Correlation Between DXC Technology and National Health
Can any of the company-specific risk be diversified away by investing in both DXC Technology and National Health at the same time? Although using a correlation coefficient on its own may not help to predict future stock returns, this module helps to understand the diversifiable risk of combining DXC Technology and National Health into the same portfolio, which is an essential part of the fundamental portfolio management process.
By analyzing existing cross correlation between DXC Technology Co and National Health Investors, you can compare the effects of market volatilities on DXC Technology and National Health and check how they will diversify away market risk if combined in the same portfolio for a given time horizon. You can also utilize pair trading strategies of matching a long position in DXC Technology with a short position of National Health. Check out your portfolio center. Please also check ongoing floating volatility patterns of DXC Technology and National Health.
Diversification Opportunities for DXC Technology and National Health
0.09 | Correlation Coefficient |
Significant diversification
The 3 months correlation between DXC and National is 0.09. Overlapping area represents the amount of risk that can be diversified away by holding DXC Technology Co and National Health Investors in the same portfolio, assuming nothing else is changed. The correlation between historical prices or returns on National Health Investors and DXC Technology is a relative statistical measure of the degree to which these equity instruments tend to move together. The correlation coefficient measures the extent to which returns on DXC Technology Co are associated (or correlated) with National Health. Values of the correlation coefficient range from -1 to +1, where. The correlation of zero (0) is possible when the price movement of National Health Investors has no effect on the direction of DXC Technology i.e., DXC Technology and National Health go up and down completely randomly.

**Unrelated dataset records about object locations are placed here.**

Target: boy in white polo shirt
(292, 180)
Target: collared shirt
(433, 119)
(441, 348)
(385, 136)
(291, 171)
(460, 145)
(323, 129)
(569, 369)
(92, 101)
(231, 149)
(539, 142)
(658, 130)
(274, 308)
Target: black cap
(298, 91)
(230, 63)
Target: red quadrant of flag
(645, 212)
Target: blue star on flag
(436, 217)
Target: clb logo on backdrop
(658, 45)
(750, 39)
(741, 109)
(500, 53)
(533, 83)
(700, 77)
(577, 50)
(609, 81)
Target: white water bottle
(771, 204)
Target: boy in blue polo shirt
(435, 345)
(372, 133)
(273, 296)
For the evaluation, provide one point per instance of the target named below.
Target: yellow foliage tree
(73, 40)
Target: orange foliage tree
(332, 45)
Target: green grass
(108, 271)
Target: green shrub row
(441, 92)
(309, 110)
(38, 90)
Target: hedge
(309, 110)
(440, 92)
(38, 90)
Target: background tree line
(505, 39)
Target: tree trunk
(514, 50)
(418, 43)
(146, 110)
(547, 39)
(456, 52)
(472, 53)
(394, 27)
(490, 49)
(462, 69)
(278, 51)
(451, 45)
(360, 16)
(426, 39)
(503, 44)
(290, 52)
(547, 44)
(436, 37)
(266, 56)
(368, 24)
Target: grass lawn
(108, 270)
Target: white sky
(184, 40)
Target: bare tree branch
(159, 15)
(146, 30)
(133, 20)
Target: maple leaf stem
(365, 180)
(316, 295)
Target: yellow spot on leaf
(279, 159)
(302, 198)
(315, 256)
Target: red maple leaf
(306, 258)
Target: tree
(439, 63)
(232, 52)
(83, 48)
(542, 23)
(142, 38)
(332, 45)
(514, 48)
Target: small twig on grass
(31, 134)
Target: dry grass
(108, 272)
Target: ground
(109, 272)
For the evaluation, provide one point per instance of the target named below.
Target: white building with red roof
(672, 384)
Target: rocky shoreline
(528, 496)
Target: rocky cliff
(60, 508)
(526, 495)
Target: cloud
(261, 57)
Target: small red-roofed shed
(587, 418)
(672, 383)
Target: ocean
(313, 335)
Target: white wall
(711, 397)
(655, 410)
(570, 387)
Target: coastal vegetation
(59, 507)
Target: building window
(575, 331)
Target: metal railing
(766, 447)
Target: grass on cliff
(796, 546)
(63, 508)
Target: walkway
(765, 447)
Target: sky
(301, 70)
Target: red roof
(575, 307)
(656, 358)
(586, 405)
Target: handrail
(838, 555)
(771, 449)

Pair Corralation between DXC Technology and National Health
Assuming the 90 days trading horizon DXC Technology is expected to generate 11.65 times less return on investment than National Health. In addition to that, DXC Technology is 1.58 times more volatile than National Health Investors. It trades about 0.01 of its total potential returns per unit of risk. National Health Investors is currently generating about 0.11 per unit of volatility. If you would invest 4,800 in National Health Investors on September 4, 2024 and sell it today you would earn a total of 2,450 from holding National Health Investors or generate 51.04% return on investment over 90 days.
Time Period | 3 Months [change] |
Direction | Moves Together |
Strength | Insignificant |
Accuracy | 100.0% |
Values | Daily Returns |
DXC Technology Co vs. National Health Investors
Performance |
Timeline |
DXC Technology |
National Health Investors |
DXC Technology and National Health Volatility Contrast
Predicted Return Density |
Returns |
Pair Trading with DXC Technology and National Health
The main advantage of trading using opposite DXC Technology and National Health positions is that it hedges away some unsystematic risk. Because of two separate transactions, even if DXC Technology position performs unexpectedly, National Health can make up some of the losses. Pair trading also minimizes risk from directional movements in the market. For example, if an entire industry or sector drops because of unexpected headlines, the short position in National Health will offset losses from the drop in National Health's long position.DXC Technology vs. Apple Inc | DXC Technology vs. Apple Inc | DXC Technology vs. Apple Inc | DXC Technology vs. Apple Inc |
National Health vs. Apple Inc | National Health vs. Apple Inc | National Health vs. Apple Inc | National Health vs. Apple Inc |
Check out your portfolio center.Note that this page's information should be used as a complementary analysis to find the right mix of equity instruments to add to your existing portfolios or create a brand new portfolio. You can also try the Portfolio Backtesting module to avoid under-diversification and over-optimization by backtesting your portfolios.